We have heard in recent months about how many Americans have lost their jobs due to the coronavirus pandemic and the stay at home orders. Many of those folks have a mortgage they may not be able to pay.
After the great recession, companies that offer home mortgages became more conservative in the borrowers they lent to. Before the crisis there was a virtual pandemic of what were called “Liar Loans” entering the mortgage market – essentially lending more than a borrower could reasonably handle.
What the mortgage market didn’t examine were the lenders. Not all companies that offer home mortgages are banks. Banks are mandated by law to hold a certain amount of cash in reserve. During a crisis like the one we are currently in they have been allowed to dip into those funds to keep the bank running – even as many people cannot pay their mortgage.
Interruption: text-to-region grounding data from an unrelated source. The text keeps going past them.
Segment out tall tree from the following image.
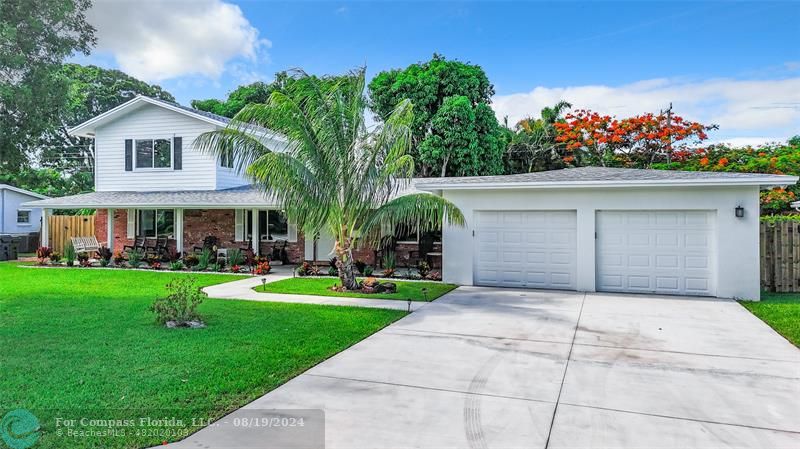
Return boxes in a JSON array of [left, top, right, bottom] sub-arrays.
[[197, 69, 465, 290], [368, 54, 504, 176], [506, 100, 572, 173], [38, 64, 175, 177], [0, 0, 96, 172]]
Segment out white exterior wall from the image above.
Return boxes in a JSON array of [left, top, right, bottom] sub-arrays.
[[441, 185, 761, 300], [93, 103, 249, 192], [1, 189, 43, 234]]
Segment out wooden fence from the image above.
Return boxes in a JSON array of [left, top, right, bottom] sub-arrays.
[[761, 221, 800, 292], [48, 214, 95, 253]]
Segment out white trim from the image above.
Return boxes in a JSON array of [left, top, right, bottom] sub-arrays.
[[16, 209, 32, 224], [68, 96, 228, 137], [0, 184, 48, 199], [126, 209, 136, 238], [41, 209, 50, 247], [415, 177, 799, 191], [132, 136, 173, 170], [107, 208, 115, 251]]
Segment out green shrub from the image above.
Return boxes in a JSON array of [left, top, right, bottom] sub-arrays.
[[761, 214, 800, 224], [127, 248, 144, 268], [227, 248, 245, 267], [64, 242, 76, 267], [363, 265, 374, 276], [169, 261, 184, 271], [196, 248, 213, 270], [149, 277, 206, 325]]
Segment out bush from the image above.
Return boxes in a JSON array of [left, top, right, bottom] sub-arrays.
[[126, 248, 144, 268], [169, 261, 183, 271], [355, 259, 367, 275], [382, 252, 396, 277], [228, 248, 245, 267], [426, 271, 442, 281], [183, 253, 198, 267], [196, 248, 213, 270], [363, 265, 374, 276], [417, 261, 431, 278], [49, 252, 61, 263], [36, 246, 52, 265], [96, 246, 112, 264], [296, 261, 312, 276], [64, 242, 77, 267], [77, 252, 90, 267], [149, 277, 206, 326], [253, 261, 271, 275], [761, 214, 800, 224], [113, 251, 125, 265]]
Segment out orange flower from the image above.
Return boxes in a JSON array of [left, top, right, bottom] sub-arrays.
[[699, 157, 709, 166], [758, 152, 767, 157], [563, 156, 575, 163], [717, 157, 729, 167]]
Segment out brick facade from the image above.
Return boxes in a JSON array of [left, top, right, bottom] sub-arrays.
[[95, 208, 435, 267]]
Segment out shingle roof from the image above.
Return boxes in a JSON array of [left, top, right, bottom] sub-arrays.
[[414, 166, 797, 189], [22, 185, 279, 209], [146, 97, 231, 125]]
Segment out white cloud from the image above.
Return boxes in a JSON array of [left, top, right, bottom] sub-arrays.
[[493, 76, 800, 144], [87, 0, 269, 82]]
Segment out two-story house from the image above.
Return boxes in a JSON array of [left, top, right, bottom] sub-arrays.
[[24, 95, 798, 299]]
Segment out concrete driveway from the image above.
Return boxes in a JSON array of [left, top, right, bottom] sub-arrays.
[[170, 287, 800, 449]]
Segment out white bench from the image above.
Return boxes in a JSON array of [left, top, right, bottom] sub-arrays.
[[71, 236, 100, 253]]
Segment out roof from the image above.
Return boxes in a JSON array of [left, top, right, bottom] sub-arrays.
[[0, 184, 48, 200], [21, 185, 279, 209], [414, 167, 798, 190]]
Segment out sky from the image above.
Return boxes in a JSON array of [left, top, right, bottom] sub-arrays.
[[74, 0, 800, 145]]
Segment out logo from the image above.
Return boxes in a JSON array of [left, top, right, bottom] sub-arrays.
[[0, 409, 40, 449]]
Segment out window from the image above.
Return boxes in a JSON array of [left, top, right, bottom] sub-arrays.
[[244, 210, 289, 241], [137, 209, 174, 238], [135, 138, 171, 169], [220, 150, 234, 168], [16, 210, 30, 224]]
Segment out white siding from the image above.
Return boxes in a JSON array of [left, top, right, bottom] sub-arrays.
[[93, 103, 249, 192], [1, 189, 43, 234], [441, 185, 761, 300]]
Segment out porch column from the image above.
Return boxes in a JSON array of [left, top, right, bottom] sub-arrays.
[[175, 209, 184, 254], [251, 208, 260, 256], [41, 208, 50, 247], [107, 208, 115, 251]]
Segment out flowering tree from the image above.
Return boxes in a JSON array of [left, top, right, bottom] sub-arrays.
[[553, 109, 716, 168]]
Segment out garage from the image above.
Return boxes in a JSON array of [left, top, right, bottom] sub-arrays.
[[596, 210, 716, 296], [474, 210, 577, 289]]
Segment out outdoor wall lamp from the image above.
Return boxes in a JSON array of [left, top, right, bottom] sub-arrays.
[[735, 206, 745, 218]]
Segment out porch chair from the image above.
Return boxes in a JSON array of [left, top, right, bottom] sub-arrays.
[[123, 236, 146, 253], [193, 235, 220, 253], [145, 236, 169, 257]]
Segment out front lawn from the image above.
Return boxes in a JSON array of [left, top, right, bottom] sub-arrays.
[[0, 263, 406, 448], [255, 277, 458, 301], [740, 292, 800, 346]]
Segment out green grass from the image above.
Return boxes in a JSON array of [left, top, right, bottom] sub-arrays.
[[0, 263, 406, 448], [255, 277, 458, 301], [740, 292, 800, 347]]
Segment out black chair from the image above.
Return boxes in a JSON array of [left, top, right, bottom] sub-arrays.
[[193, 235, 219, 253], [145, 236, 169, 257], [123, 236, 146, 253]]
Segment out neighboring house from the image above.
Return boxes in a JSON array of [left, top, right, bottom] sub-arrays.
[[23, 95, 798, 300], [0, 184, 47, 235]]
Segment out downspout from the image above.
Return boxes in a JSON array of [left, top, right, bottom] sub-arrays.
[[1, 189, 5, 233]]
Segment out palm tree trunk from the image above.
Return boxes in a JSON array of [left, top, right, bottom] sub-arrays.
[[334, 237, 359, 290]]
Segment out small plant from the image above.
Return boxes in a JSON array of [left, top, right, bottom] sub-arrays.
[[231, 264, 242, 273], [426, 271, 442, 281], [113, 251, 125, 265], [165, 247, 181, 263], [196, 248, 213, 271], [64, 242, 77, 267], [36, 246, 52, 265], [150, 261, 162, 270], [183, 253, 199, 267], [417, 261, 431, 278], [49, 252, 61, 263], [126, 248, 144, 268], [211, 262, 222, 272], [328, 265, 338, 276], [253, 261, 271, 275], [363, 265, 374, 276], [382, 251, 396, 277], [296, 261, 312, 276], [309, 264, 321, 276], [149, 276, 206, 327], [354, 259, 367, 275], [169, 261, 183, 271], [78, 252, 91, 267], [362, 277, 379, 288], [96, 246, 112, 265], [228, 248, 245, 267]]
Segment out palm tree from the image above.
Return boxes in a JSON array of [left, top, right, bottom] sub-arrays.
[[196, 69, 465, 290]]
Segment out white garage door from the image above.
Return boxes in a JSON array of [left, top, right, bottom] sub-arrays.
[[596, 210, 716, 296], [474, 211, 577, 289]]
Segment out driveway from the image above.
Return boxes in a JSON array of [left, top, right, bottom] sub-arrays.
[[169, 287, 800, 449]]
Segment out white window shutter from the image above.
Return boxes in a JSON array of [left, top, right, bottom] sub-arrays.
[[126, 209, 136, 238], [234, 209, 244, 241], [288, 220, 298, 242]]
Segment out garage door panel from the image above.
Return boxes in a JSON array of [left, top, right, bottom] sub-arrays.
[[597, 210, 715, 296], [475, 210, 577, 290]]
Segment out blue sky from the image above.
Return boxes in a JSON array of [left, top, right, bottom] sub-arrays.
[[80, 0, 800, 144]]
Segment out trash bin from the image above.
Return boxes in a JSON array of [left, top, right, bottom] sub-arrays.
[[9, 236, 19, 260], [0, 235, 11, 261]]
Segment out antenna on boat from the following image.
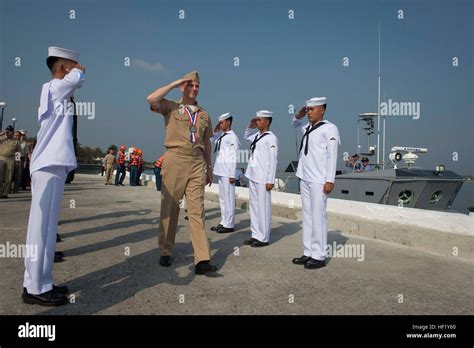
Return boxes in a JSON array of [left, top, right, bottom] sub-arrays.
[[377, 21, 384, 169]]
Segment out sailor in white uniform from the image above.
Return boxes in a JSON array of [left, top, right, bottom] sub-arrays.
[[22, 47, 85, 306], [291, 97, 340, 269], [210, 112, 240, 233], [243, 110, 278, 247]]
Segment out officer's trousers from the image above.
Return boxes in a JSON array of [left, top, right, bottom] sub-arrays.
[[249, 179, 272, 243], [105, 165, 114, 184], [0, 157, 14, 197], [217, 176, 235, 228], [23, 166, 68, 294], [158, 150, 211, 264], [300, 179, 328, 260]]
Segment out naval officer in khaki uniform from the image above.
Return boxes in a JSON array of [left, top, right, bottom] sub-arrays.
[[0, 125, 21, 198], [147, 71, 218, 276]]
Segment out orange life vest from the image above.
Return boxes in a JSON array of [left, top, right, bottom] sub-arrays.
[[130, 154, 139, 166], [155, 155, 164, 168], [117, 150, 126, 165]]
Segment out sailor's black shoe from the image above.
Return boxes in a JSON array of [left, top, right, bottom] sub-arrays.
[[54, 253, 64, 263], [210, 224, 223, 231], [304, 258, 326, 269], [53, 285, 69, 295], [250, 240, 269, 248], [243, 238, 258, 245], [292, 255, 311, 265], [216, 227, 234, 234], [22, 288, 68, 306]]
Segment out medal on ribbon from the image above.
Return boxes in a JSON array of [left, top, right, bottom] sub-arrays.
[[184, 107, 200, 143]]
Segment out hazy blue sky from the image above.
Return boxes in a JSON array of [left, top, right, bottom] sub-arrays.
[[0, 0, 472, 178]]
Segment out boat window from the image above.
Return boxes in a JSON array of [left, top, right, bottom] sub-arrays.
[[398, 190, 414, 205], [341, 190, 349, 194], [429, 190, 443, 204], [365, 191, 374, 196]]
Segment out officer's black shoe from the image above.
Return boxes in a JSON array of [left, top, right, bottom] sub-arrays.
[[22, 288, 68, 306], [54, 253, 64, 263], [243, 238, 258, 245], [159, 256, 172, 267], [216, 227, 234, 234], [304, 258, 326, 269], [250, 240, 269, 248], [210, 224, 223, 231], [292, 255, 311, 265], [55, 251, 64, 257], [119, 183, 125, 186], [56, 233, 62, 242], [195, 261, 218, 276]]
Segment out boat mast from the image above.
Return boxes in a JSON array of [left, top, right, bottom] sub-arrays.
[[377, 21, 382, 169]]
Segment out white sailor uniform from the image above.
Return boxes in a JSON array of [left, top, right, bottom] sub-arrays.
[[292, 116, 340, 261], [244, 127, 278, 243], [23, 67, 85, 295], [211, 129, 240, 229]]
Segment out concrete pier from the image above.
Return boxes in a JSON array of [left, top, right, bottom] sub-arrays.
[[0, 174, 472, 315]]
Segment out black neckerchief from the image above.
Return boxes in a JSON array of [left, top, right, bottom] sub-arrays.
[[299, 121, 326, 155], [214, 132, 228, 153], [250, 132, 269, 154]]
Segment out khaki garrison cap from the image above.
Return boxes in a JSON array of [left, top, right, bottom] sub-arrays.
[[182, 70, 200, 83]]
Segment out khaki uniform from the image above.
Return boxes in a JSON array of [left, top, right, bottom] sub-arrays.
[[153, 98, 212, 264], [0, 136, 20, 197], [104, 154, 115, 184]]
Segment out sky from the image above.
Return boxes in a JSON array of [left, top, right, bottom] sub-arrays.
[[0, 0, 472, 179]]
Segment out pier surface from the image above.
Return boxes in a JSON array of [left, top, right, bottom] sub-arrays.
[[0, 174, 473, 315]]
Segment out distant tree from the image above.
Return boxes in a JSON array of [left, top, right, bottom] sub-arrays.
[[77, 143, 106, 164]]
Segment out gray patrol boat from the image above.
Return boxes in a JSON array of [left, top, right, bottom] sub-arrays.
[[329, 112, 465, 211]]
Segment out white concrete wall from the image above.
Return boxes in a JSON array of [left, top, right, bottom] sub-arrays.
[[205, 184, 473, 236]]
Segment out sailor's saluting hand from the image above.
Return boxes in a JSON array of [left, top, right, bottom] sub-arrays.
[[248, 118, 258, 129], [295, 106, 307, 119], [73, 64, 85, 73], [64, 64, 85, 73]]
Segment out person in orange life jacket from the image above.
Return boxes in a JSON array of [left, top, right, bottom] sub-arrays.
[[136, 149, 145, 186], [115, 145, 127, 186], [154, 153, 165, 191], [129, 148, 139, 186]]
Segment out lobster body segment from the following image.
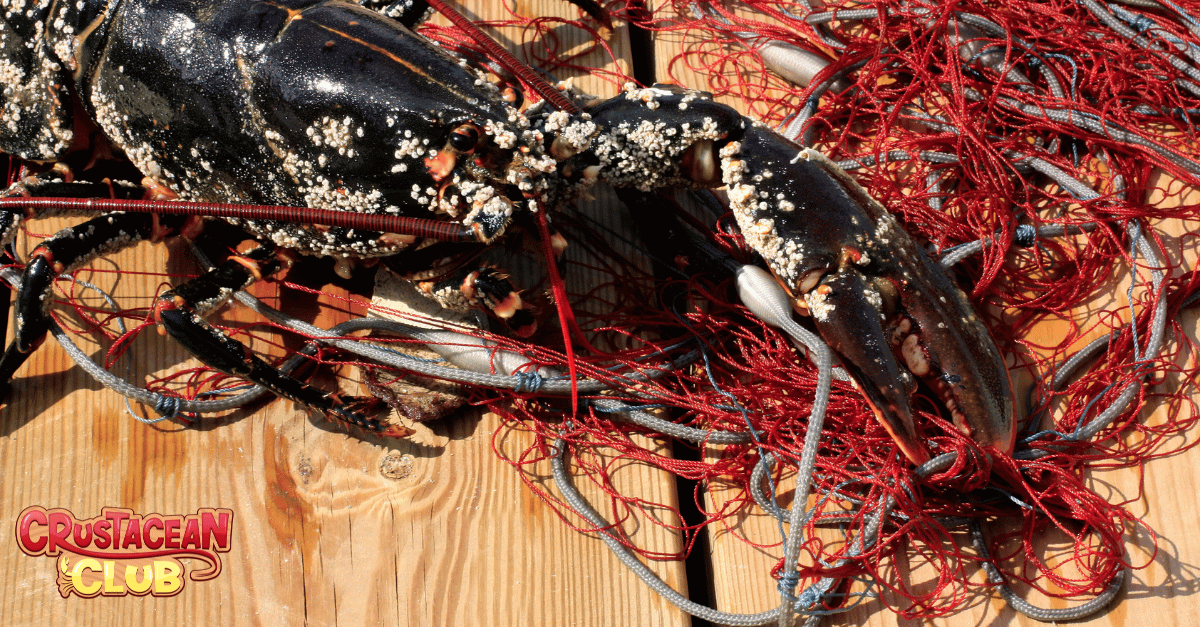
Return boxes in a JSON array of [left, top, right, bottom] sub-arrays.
[[0, 0, 1015, 461], [7, 0, 549, 254]]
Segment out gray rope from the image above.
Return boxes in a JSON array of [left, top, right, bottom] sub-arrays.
[[939, 223, 1097, 268], [0, 266, 277, 415], [804, 8, 880, 25], [5, 265, 744, 442], [730, 264, 840, 626], [231, 301, 757, 446], [997, 96, 1200, 176], [550, 425, 871, 626], [589, 397, 752, 444], [228, 288, 707, 398], [781, 60, 864, 145], [687, 3, 848, 92], [550, 428, 787, 626], [970, 521, 1127, 620], [1080, 0, 1200, 95], [952, 12, 1069, 98], [1014, 228, 1169, 456]]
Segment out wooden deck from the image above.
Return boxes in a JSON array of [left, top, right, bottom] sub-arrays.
[[2, 2, 1199, 626]]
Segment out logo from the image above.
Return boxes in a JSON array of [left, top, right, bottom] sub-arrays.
[[15, 506, 233, 598]]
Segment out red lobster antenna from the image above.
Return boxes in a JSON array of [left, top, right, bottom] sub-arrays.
[[0, 197, 479, 242]]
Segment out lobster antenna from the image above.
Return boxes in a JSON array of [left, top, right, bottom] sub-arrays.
[[0, 197, 479, 242], [424, 0, 583, 113]]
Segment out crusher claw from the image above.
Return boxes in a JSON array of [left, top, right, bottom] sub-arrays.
[[722, 124, 1016, 463]]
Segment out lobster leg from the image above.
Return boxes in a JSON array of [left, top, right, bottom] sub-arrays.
[[382, 232, 545, 337], [1, 174, 146, 253], [153, 240, 406, 436], [0, 211, 190, 396]]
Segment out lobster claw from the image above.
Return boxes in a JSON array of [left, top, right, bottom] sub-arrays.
[[571, 85, 1013, 462], [808, 265, 931, 464], [723, 124, 1016, 464]]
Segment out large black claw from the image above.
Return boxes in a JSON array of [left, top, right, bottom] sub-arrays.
[[723, 124, 1016, 463]]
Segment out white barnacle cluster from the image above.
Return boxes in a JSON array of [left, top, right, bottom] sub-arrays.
[[58, 222, 141, 278], [541, 110, 571, 132], [719, 140, 746, 180], [456, 178, 512, 231], [90, 85, 140, 158], [2, 0, 31, 14], [246, 159, 394, 256], [464, 62, 503, 100], [427, 282, 473, 313], [593, 116, 723, 191], [560, 118, 598, 151], [407, 181, 437, 210], [435, 175, 463, 217], [517, 139, 558, 181], [3, 0, 51, 21], [676, 90, 700, 111], [48, 0, 77, 69], [300, 177, 383, 217], [721, 141, 807, 288], [378, 0, 427, 21], [390, 128, 428, 173], [803, 287, 835, 322], [503, 164, 537, 200], [508, 126, 557, 204], [248, 195, 400, 258], [484, 118, 518, 149], [776, 193, 795, 213], [873, 211, 896, 246], [862, 284, 883, 311], [0, 57, 23, 86], [94, 91, 172, 191], [306, 115, 358, 160], [0, 11, 72, 159], [190, 286, 237, 318], [243, 128, 412, 258], [621, 82, 681, 111], [544, 112, 597, 157], [0, 58, 28, 137]]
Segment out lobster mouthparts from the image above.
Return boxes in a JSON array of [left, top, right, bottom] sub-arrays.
[[723, 126, 1016, 465]]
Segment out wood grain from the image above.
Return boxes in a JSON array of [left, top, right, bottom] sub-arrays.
[[0, 2, 688, 627], [650, 4, 1200, 626], [3, 2, 1200, 627]]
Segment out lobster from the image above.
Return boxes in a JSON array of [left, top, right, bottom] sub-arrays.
[[0, 0, 1014, 464]]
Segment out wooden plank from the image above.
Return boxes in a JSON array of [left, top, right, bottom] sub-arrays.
[[693, 229, 1200, 627], [7, 3, 1195, 626], [0, 3, 693, 626], [650, 4, 1200, 626]]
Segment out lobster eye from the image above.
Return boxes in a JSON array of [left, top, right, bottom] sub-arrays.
[[449, 124, 481, 153]]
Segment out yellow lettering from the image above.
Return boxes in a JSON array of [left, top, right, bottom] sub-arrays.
[[70, 558, 102, 596], [124, 564, 154, 594], [153, 560, 182, 595], [103, 560, 125, 594]]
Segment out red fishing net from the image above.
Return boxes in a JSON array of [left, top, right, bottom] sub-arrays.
[[3, 0, 1200, 621]]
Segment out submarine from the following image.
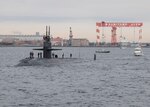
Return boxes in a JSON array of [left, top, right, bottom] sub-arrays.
[[17, 26, 77, 66], [33, 26, 62, 58]]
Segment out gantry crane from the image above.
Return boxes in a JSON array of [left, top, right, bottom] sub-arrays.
[[96, 21, 143, 45]]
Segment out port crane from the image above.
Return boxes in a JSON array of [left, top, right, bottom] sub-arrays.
[[96, 21, 143, 45]]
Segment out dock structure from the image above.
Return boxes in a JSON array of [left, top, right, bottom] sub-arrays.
[[33, 26, 61, 58]]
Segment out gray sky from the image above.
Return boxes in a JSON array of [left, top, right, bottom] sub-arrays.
[[0, 0, 150, 42]]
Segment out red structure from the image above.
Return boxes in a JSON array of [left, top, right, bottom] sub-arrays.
[[111, 27, 117, 45], [96, 21, 143, 45]]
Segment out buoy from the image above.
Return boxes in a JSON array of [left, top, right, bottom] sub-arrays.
[[94, 54, 96, 60]]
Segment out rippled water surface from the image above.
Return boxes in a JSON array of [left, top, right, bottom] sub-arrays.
[[0, 47, 150, 107]]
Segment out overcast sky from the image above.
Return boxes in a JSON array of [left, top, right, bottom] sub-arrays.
[[0, 0, 150, 42]]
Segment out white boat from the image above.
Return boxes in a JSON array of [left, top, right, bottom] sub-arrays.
[[134, 47, 143, 56], [133, 29, 143, 56]]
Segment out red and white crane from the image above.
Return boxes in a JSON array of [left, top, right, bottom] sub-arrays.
[[96, 21, 143, 45]]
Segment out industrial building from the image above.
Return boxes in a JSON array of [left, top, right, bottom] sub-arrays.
[[68, 27, 89, 47], [51, 37, 63, 46], [71, 39, 89, 47]]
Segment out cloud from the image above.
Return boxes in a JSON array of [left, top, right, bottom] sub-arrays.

Those mortgage companies that are not banks are merely managing the loan, not the holder of the note like a bank. A mortgage servicer merely collects the mortgage payment from homeowners, handles things like taxes, and then sends the money to the investors – the holders of the note. What they get in return is a small sliver of each loan, allowing them to pay their expenses and maybe even make a bit of profit.
Why mortgage servicers cannot float delinquent borrowers is that unlike banks they are not made to hold cash in reserve. So, no matter how Congress may require banks to offer mortgage relief, mortgage servicers are not in that category, and so not obligated to live by the same rules. If you find your mortgage company not being helpful it may be that they are a servicer and not a bank.